Now, I am not saying my friend is wrong to be primarily in cash. If he sleeps better at night that is important and he may be correct that it is the end of the world. But we doubt it. A few points we would make with respect to all this:
1. Recent investor surveys reflect a very low level of bullish sentiment currently, levels that many times in the past have proven to be a bullish contrary indicator for stocks.
2. Stock valuations are not excessive and many sectors in the market remain attractively valued.
3. Monetary conditions, namely Federal Reserve policy, remain accommodative, which historically has been positive for stocks.
4. The U.S. corporate sector, reflected in profit margins and cash flow, is very healthy currently, and corporate earnings are forecast to grow this year and next.

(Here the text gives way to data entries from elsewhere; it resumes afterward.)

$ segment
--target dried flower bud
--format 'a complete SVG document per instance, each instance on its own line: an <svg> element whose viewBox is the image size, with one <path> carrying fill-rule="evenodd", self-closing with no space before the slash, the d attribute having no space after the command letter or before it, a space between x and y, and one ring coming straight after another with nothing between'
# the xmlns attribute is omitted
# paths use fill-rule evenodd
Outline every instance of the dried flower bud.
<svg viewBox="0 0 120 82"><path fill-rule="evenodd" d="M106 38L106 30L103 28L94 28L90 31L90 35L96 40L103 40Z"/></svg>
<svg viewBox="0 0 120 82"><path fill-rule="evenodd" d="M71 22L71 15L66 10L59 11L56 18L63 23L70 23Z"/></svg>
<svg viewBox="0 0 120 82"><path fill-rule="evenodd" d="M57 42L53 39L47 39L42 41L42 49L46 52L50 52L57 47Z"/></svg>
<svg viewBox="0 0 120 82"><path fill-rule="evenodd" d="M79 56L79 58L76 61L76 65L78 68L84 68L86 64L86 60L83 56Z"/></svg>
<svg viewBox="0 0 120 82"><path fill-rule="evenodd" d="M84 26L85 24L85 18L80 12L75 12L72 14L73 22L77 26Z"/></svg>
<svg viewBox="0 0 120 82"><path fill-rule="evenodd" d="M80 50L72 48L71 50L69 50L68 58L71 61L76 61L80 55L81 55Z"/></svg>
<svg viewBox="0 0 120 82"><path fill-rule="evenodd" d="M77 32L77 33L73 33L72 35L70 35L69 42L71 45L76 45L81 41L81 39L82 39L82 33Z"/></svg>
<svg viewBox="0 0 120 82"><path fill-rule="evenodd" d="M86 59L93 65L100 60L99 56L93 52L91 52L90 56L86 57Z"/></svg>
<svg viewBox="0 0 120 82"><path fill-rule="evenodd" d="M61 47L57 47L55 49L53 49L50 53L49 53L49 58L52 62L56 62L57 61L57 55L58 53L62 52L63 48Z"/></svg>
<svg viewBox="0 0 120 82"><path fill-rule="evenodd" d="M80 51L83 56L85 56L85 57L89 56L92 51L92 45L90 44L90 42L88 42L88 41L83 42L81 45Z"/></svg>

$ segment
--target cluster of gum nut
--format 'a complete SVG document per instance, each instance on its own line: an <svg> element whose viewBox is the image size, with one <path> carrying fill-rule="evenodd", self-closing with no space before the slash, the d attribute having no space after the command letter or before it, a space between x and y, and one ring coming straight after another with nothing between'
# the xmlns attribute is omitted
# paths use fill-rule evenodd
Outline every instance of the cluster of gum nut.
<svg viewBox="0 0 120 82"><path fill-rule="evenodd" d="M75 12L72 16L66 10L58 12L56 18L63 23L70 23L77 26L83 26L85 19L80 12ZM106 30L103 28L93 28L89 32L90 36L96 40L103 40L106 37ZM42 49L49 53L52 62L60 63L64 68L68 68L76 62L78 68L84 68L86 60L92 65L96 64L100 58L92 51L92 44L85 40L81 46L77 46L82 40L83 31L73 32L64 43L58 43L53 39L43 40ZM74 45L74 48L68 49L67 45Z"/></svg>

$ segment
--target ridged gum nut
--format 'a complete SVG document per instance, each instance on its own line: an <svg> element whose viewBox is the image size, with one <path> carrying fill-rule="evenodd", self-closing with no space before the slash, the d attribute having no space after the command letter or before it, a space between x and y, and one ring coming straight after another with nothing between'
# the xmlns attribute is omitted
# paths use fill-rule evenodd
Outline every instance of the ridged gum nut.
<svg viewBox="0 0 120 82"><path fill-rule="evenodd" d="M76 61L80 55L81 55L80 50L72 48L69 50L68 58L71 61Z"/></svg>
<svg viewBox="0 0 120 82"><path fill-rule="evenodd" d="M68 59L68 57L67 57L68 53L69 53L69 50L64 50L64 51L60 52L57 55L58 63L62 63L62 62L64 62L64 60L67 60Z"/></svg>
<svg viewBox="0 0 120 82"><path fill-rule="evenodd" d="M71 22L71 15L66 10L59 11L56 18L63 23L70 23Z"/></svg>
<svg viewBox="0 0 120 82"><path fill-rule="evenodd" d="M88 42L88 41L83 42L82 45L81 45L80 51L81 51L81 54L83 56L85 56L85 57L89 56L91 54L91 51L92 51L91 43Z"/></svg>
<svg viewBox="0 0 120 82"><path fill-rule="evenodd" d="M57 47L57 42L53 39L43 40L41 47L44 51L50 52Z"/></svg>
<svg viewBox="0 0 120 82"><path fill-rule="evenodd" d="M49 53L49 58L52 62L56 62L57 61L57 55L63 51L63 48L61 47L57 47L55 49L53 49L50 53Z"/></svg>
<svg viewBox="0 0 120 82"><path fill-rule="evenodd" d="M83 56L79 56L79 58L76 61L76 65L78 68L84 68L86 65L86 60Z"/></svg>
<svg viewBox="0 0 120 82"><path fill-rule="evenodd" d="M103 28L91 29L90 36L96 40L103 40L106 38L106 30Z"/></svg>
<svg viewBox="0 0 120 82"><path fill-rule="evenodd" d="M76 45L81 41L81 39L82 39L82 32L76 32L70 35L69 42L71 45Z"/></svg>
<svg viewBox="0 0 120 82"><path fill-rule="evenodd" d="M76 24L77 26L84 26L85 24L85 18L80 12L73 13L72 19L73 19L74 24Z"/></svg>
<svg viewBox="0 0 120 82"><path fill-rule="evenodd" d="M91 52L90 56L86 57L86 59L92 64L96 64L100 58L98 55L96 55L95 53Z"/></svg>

5. We believe Congress will address the fiscal cliff issue.
6. We believe Europe will find a way out of its ugly morass.
7. No question, the general risk environment is higher than normal, but ‘twas ever thus…..there are always risks in investing and no one has a perfect crystal ball, but historically the best time to invest is when there is rampant fear and uncertainty.
So should we all be like my friend and be all in cash now? From a financial planning perspective, we believe there are ways to capture what we believe is an attractive risk/reward for stocks while being able to sleep at night. How?
1. Have a solid financial plan that provides sound spending, savings, and investment roadmaps.
2. Diversify your investment holdings in order to capture returns of multiple market sectors and also reduce portfolio volatility.
3. Establish an asset allocation that allows you to capture the growth opportunity in equities while also reflecting your risk tolerance.
4. Focus your equity investments on quality, dividend-paying and undervalued sectors of the market.
5. If you are baffled by the market and are uncomfortable with handling your own investments, seek the advice of a qualified and experienced financial planner or advisor.